This page contains the material submitted to the local paper - The Davis Enterprise - for Explorit Science Center's news column published in that paper on Fridays.

May 17, 2002

By: Dawn Henson

A Volcano in our Midst

Let's go on a journey and imagine we are about to embark on a fantastic field trip to visit an ancient volcano. This volcano was active during the last ice age and has been dormant ever since. It has a diameter of 10 miles and covers an area of about 75 square miles. This mysterious volcano is spread out into a beautiful mountain range and is just 50 miles northwest from Sacramento.

Traveling toward Yuba City, you see rising up out of the horizon, remnants of a mountain range only 2,117 above sea level. It is the smallest mountain range in the world. A volcano lives there.

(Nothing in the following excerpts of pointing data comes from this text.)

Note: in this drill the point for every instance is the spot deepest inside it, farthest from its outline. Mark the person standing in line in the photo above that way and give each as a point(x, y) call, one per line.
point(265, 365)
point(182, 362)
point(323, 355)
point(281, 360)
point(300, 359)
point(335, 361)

Before dams and levees, the ancient Maidu Indians made the volcano their island refuge when the Sacramento valley was an inland sea due to floods by winter run-off. The Maidu who lived there called the volcanic area "Histum Yani" meaning "Middle Mountains of the Valley" or "Spirit Mountain." The mountains seem to rise out of the earth from nowhere, surrounded by vibrant wildflowers and wild mustard green pastures. The Maidu say the spirits of their people rest in the mountains. It is easy to envision such a place because the volcano's mountainous peaks are circular and seem to sweep gently and silently across the landscape as if in a deep sleep.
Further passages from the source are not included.